Stanislas Guerini (LREM) : « Repensons l’entreprise en supprimant les barrières binaires qui opposent le capital et le travail »

Le député Stanislas Guerini, LREM, a été mandaté en décembre 2017
avec Agnès Touraine (présidente de l’Institut français des administrateurs)par l’exécutif, pour imaginer une nouvelle vision de l’entreprise. À la fois plus innovante, plus engagée et plus adaptée à son temps.

Le député Stanislas Guerini, LREM, a été mandaté en décembre 2017 avec Agnès Touraine (présidente de l’Institut français des administrateurs)par l’exécutif, pour imaginer une nouvelle vision de l’entreprise. À la fois plus innovante, plus engagée et plus adaptée à son temps.

Décideurs. Vous avez été sollicité par le gouvernement pour repenser la place de l’entreprise. Quelle a été votre réflexion sur ce sujet ?

Stanislas Guerini. L’objectif est de repenser l’entreprise pour qu’elle soit en mesure de répondre aux enjeux auxquels elle doit faire face, mais aussi de la réconcilier avec les Français. Pour cela, nous devons faire tomber certaines barrières, certains raisonnements binaires qui opposent notamment le capital et le travail, la compétitivité et la responsabilité sociale des entreprises, les actionnaires et les dirigeants... Les entreprises doivent démontrer qu’elles sont capables de changer et l’État doit les accompagner dans ce mouvement.

Quels progrès permettra le projet de loi ?

Premier étage du changement: le Code civil précisera et rappellera, dans l’article 1833, que toutes les entreprises ont un intérêt propre, un intérêt social, distinct de celui des actionnaires (ce que la jurisprudence induisait). Qu’elles doivent être gérées en considé- rant les enjeux sociaux et environnementaux. L’article 1835 permettra aux entreprises qui le veulent d’exprimer leur raison d’être. Second étage du changement: le Code de commerce soulignera désormais que les organes sociaux (conseil d’administration) déterminent les orientations de l’activité de la société, conformément à l’article 1833 du Code civil. Troisième étage du changement: par la soft law et divers dispositifs (code Medef/ Afep), sera appuyée l’émergence d’une gouvernance élargie, via la création et l’écoute de comités des parties prenantes.

« Notre préconisation ? Supprimer le forfait social est une mesure très forte pour toutes les TPE-PME »

S’agissant des entreprises de mission, vous êtes favorable à un statut de « société à objet social élargi ». Pourquoi ?

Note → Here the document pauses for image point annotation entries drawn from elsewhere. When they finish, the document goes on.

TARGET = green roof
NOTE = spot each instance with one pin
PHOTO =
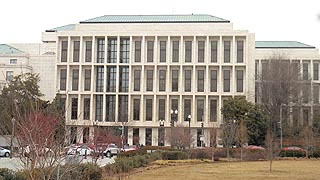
(281, 44)
(193, 18)
(6, 49)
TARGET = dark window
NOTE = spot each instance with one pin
(99, 81)
(187, 80)
(76, 51)
(150, 46)
(137, 51)
(75, 79)
(63, 79)
(137, 78)
(315, 71)
(213, 110)
(175, 80)
(123, 109)
(149, 80)
(200, 81)
(110, 108)
(100, 50)
(99, 107)
(175, 51)
(64, 51)
(88, 54)
(162, 109)
(188, 51)
(87, 79)
(124, 50)
(226, 51)
(74, 108)
(112, 50)
(148, 136)
(200, 51)
(124, 79)
(239, 80)
(86, 108)
(214, 51)
(163, 51)
(200, 109)
(187, 108)
(162, 80)
(239, 51)
(226, 80)
(136, 109)
(149, 108)
(111, 78)
(213, 81)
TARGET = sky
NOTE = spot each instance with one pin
(23, 21)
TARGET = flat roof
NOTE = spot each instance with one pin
(282, 44)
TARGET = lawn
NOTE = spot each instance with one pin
(282, 169)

Certains fondateurs ou entreprises peuvent vouloir aller plus loin que le cadre légal général. Pour ceux-ci, le but est d’avoir un double ADN, de combiner dans les statuts d’une même société l’objectif de profit ainsi qu’une mission d’intérêt général sans caractère lucratif. Les règles de gouvernance devront alors être cohérentes avec cet objet élargi, et un comité des parties prenantes peut alors être mis en place pour s’en assurer. Si les entreprises de mission n’étaient pas prévues dans le projet de loi, je suis favorable à ce qu’elles soient ajoutées par amendement parlementaire. Avec la société à objet social élargi, l’ancrage est fort et déterminé dès la création de la société. Je pense, par ailleurs, qu’il serait opportun de faciliter la création de fondations actionnaires, afin de pérenniser dans le temps le projet d’entreprise. Cela est déjà très développé dans les pays nordiques.

N’y a-t-il pas un risque que la RSE devienne un simple outil de marketing pour les entreprises ?

Le risque existe, mais nous devons objectiver la RSE et, par la gouvernance, aboutir à des processus extrêmement concrets.

Quid de l’évolution de la participation et de l’intéressement ?

Ces sujets sont loin d’être nouveaux puisque le général de Gaulle les avait déjà lui-même mis sur la table. Ils sont, à mon sens, très intéressants et stratégiques, car ils permettent d’associer les salariés à la réussite de l’entreprise. Mais seuls 60% d’entre eux sont aujourd’hui concernés par l’intéressement: 80  % des employés des grandes entreprises y ont accès, contre seulement 16 % dans les sociétés de moins de 50 salariés. Nous devons dépoussiérer et simplifier les règles liées à l’intéressement et fixer des objectifs ambitieux de partage de la valeur avec une épargne salariale pour tous les salariés. Aujourd’hui, la formule de l’enveloppe est totalement incompré- hensible. Nous devons mettre en place un système plus incitatif. Notre préconisation? Supprimer le forfait social, comme annoncé par le président de la République est une mesure très forte pour toutes les TPE- PME.